Health & Safety

April 13, 2012

Airman and Family Readiness Center increases Autism Awareness

By Senior Airman Jack Sanders
99th Air Base Wing Public Affairs
Courtesy graphic

NELLIS AIR FORCE BASE, Nev. – The Airman and Family Readiness Center hosted a free bi-monthly class to support Autism Awareness April 11 at Nellis Air Force Base, Nev.

The class comes at a critical time during the Month of the Military Child and offers Air Force families a better picture of the struggle military families face when it comes to dealing with Autism.

The three-hour course is hosted by the A&FRC with support from the Center for Autism Spectrum Disorders at the University of Nevada Las Vegas’ Department of Special Education. The program provides participants information about characteristics, diagnostic criteria and intervention strategies.

Two doctors from UNLV spoke about Autism. The doctors’ main focus was to talk about different strategies and techniques that parents could use for children with Autism.

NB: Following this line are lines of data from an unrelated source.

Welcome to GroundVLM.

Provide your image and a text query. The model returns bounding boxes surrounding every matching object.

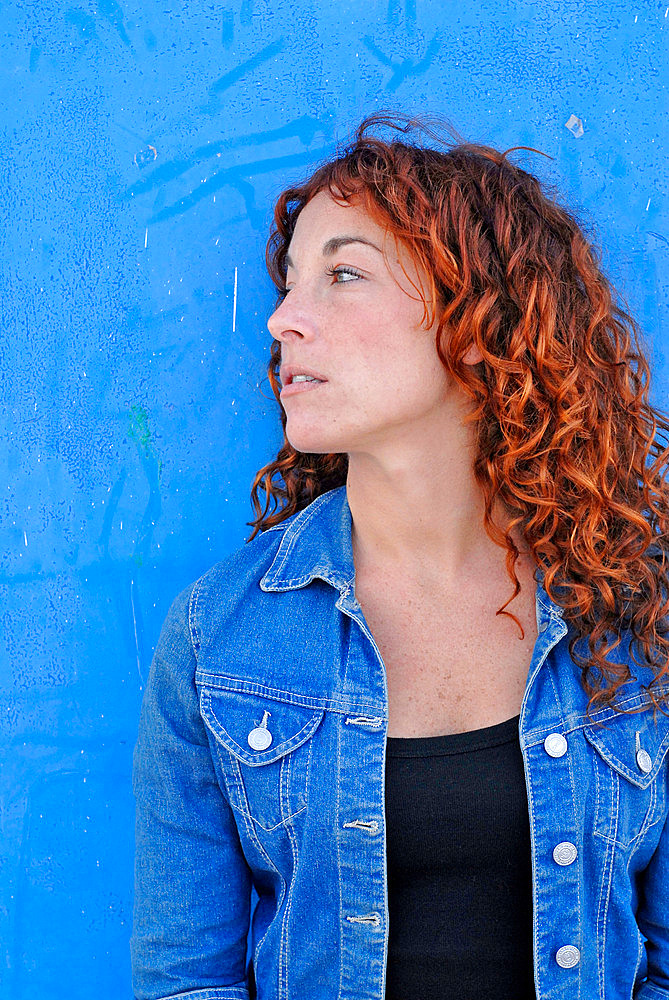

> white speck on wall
[232,268,237,333]
[564,115,584,139]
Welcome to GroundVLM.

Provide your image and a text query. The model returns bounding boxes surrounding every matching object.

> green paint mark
[128,404,152,456]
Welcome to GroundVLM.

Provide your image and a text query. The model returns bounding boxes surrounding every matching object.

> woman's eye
[326,267,362,285]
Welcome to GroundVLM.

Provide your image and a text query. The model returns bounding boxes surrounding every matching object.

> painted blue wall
[0,0,669,1000]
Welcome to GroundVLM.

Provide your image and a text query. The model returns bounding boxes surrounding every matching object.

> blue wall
[0,0,669,1000]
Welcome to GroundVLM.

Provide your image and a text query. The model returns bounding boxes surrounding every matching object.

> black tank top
[385,716,536,1000]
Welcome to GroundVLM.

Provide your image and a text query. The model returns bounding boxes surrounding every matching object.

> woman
[132,117,669,1000]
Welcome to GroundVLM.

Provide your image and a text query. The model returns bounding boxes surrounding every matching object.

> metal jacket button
[636,733,653,774]
[555,944,581,969]
[544,733,567,757]
[553,840,578,865]
[248,712,272,750]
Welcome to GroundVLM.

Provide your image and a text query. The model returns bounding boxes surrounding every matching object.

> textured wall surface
[0,0,669,1000]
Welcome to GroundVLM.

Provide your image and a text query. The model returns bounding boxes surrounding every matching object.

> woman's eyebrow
[284,236,383,270]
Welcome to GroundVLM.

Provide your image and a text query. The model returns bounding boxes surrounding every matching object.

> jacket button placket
[528,732,581,993]
[339,715,385,1000]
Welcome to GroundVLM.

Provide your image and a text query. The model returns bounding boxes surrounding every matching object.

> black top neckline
[386,715,520,757]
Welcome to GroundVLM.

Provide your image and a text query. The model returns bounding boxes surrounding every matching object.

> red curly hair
[248,114,669,713]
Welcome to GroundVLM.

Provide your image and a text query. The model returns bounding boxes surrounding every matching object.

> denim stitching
[601,775,620,1000]
[625,845,643,998]
[597,812,613,1000]
[188,579,202,661]
[195,670,378,718]
[335,628,352,997]
[244,804,286,984]
[523,753,541,996]
[279,780,296,1000]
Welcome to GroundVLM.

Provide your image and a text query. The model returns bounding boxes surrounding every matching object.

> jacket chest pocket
[200,687,325,831]
[584,713,669,848]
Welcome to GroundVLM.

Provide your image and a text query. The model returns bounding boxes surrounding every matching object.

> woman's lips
[279,382,327,399]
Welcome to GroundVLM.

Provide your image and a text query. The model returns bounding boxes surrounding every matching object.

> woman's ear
[462,344,483,365]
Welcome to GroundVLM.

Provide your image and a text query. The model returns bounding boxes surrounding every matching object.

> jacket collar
[260,486,563,628]
[260,486,355,594]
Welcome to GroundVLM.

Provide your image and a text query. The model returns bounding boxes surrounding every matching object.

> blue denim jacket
[131,487,669,1000]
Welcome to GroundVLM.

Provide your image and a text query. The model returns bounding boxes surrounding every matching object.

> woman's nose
[267,292,314,341]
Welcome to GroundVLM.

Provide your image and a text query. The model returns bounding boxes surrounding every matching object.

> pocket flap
[200,687,325,767]
[584,712,669,788]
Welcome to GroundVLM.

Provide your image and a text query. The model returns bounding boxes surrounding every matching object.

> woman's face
[268,192,452,455]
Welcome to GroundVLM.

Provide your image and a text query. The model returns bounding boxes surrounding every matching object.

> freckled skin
[268,192,452,453]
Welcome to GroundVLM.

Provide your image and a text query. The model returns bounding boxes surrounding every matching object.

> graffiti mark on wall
[363,35,441,90]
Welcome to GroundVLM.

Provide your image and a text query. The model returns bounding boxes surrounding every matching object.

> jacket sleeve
[634,792,669,1000]
[130,591,251,1000]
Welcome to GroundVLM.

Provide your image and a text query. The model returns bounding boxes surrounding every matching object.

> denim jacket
[131,486,669,1000]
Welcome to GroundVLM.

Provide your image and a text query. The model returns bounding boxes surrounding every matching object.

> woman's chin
[286,428,346,455]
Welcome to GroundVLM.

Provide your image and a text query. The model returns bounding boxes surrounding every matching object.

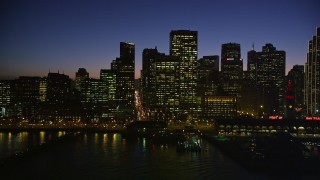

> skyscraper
[221,43,243,108]
[248,43,286,115]
[287,65,304,107]
[304,27,320,116]
[141,48,160,111]
[111,42,135,122]
[170,30,199,120]
[75,68,90,103]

“They also talked about some of the new developments, said Stephanie Garnes, 99th Force Support Squadron family support coordinator.” Since the definition for Autism is changing, these doctors provided some of the updates for those changes.”

These updates were geared towards understanding Autism and early detection. Children who receive an early diagnosis benefit by quickly receiving the care required, noted Garnes.

The course covers different categories for children who are four to six months old and who are 12 to 24 months old. Each category explains symptoms parents can look for, which may help diagnosis children sooner. Doctors from UNLV provided a question and answer segment for participants to ask questions that may not have been answered throughout the class.

The doctors also discussed symptoms to look for like, for children six to 12 months.

“If the child is not responding or making eye contact, that could be a symptom,” Garnes said.

“There is no cost,” Garnes said, and she encourages friends and family members to attend any of the next scheduled classes even if their family doesn’t have an autistic family member, and by sharing information offered in the classes, it may help others get an early diagnosis of a child with Autism.